Briefly consider these four important points.
#1 Be not deceived.
Some 70 times the Bible warns us about being deceived. The devil is the great deceiver. The pursuit of sin is deceptive. And the pleasure produced by engaging the lusts of the flesh can deceive our minds and emotions.
G. K. Chesterton once said, “Men can always be blind to a thing so long as it is big enough.” And is long as it is enjoyable, satisfying ad gratifying enough to blind our spiritual discernment to the consequences of our actions.
#2 Recognize Unrighteousness
In our world, much like the hedonistic Corinthian culture, nothing is considered unrighteous. Anything goes. Many are guided by the modern pop slogan, “If it feels good, do it.”
Yet, God, in His righteousness, reveals that we are not created to satiate every fleshly hunger we feel. We are called to “walk by the spirit and not gratify the desires of the flesh” (Gal. 5:16).
The sins in this text are not intended to be a comprehensive, exclusive list of all unrighteous acts, but a synopsis of what unrighteousness is. It is immoral. Illicit. Indecent. Unethical. Unscrupulous. And obscene.
Look closely at this text. What God calls unrighteous, the world gives approval to with a wink and a nod. And some sins by legalized acceptance.
- Adultery.
- Fornication.
- Homosexuality.
- Drunkenness.
- Greed.
#3 Don’t lose your inheritance.
Twice, Paul speaks of their inheritance of “the Kingdom of God.” This refers to our eternal home. Heaven. Jesus has prepared a place for us to live with Him forever. But it’s possible to forfeit that inheritance by engaging in unrighteousness.
#4 God’s grace is greater than our sin.
Humans don’t have to live in the lowlands, crawling in the filth of sin. We’re made for more. Created to soar. And transformed to live a new life in the Lord.
We’ve been washed clean from these and all other sins by the blood of Christ (Rev. 1:5; Ax. 22:16).
We’ve been justified by our faith in the faith and now enjoy peace with God (Rom. 5:1-2)
We’ve been sanctified, set apart, and dedicated to God’s purpose for our lives (2 Thess. 2:13; I Pet. 1:2; I Thess. 4:3).

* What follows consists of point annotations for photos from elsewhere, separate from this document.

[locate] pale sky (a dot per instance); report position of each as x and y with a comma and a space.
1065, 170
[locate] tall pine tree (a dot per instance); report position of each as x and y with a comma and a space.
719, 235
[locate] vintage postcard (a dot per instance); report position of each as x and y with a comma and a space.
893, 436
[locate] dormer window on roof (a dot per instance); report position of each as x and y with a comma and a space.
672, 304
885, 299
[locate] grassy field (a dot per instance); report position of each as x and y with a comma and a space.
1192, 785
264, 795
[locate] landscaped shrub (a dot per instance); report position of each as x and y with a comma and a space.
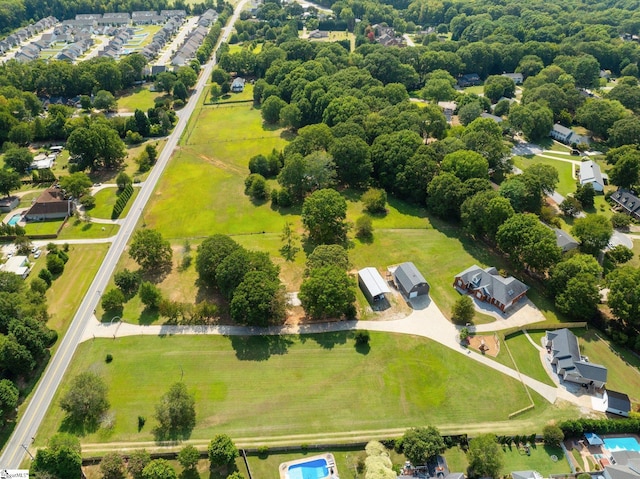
121, 202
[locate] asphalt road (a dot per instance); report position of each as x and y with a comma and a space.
26, 430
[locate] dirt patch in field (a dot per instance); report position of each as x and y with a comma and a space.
485, 344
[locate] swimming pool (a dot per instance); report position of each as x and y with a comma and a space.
316, 469
622, 444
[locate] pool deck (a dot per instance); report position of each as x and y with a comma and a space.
328, 457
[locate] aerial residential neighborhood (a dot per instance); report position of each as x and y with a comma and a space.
302, 240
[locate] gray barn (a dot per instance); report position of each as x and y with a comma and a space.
372, 284
410, 281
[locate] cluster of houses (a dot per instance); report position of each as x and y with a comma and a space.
24, 34
192, 42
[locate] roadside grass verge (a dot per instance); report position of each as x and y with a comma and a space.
105, 200
261, 387
76, 229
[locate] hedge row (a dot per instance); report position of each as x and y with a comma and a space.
121, 202
577, 427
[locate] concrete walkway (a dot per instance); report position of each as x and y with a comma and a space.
426, 321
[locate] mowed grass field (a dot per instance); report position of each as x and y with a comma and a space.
254, 388
527, 357
202, 189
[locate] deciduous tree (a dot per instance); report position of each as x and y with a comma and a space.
176, 413
327, 292
86, 399
222, 451
485, 456
323, 215
150, 250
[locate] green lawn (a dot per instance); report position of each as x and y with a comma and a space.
539, 460
106, 199
261, 387
266, 467
48, 227
138, 98
76, 229
216, 150
527, 358
566, 184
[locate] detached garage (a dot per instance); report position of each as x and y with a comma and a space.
410, 281
372, 284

Paul David Tripp was right when he wrote, “The more you understand the magnitude of God’s grace, the more accurate will be your view of the depth of your unrighteousness; and the more you understand the depth of your unrighteousness, the more you will appreciate the magnitude of God’s gift of grace.”
Like The Very Hungry Caterpillar, we can change. Be transformed. And rise above the putridity of this corrupt culture.
Like Paul, we each can echo, “I am what I am by the grace of God” (1 Cor. 15:10).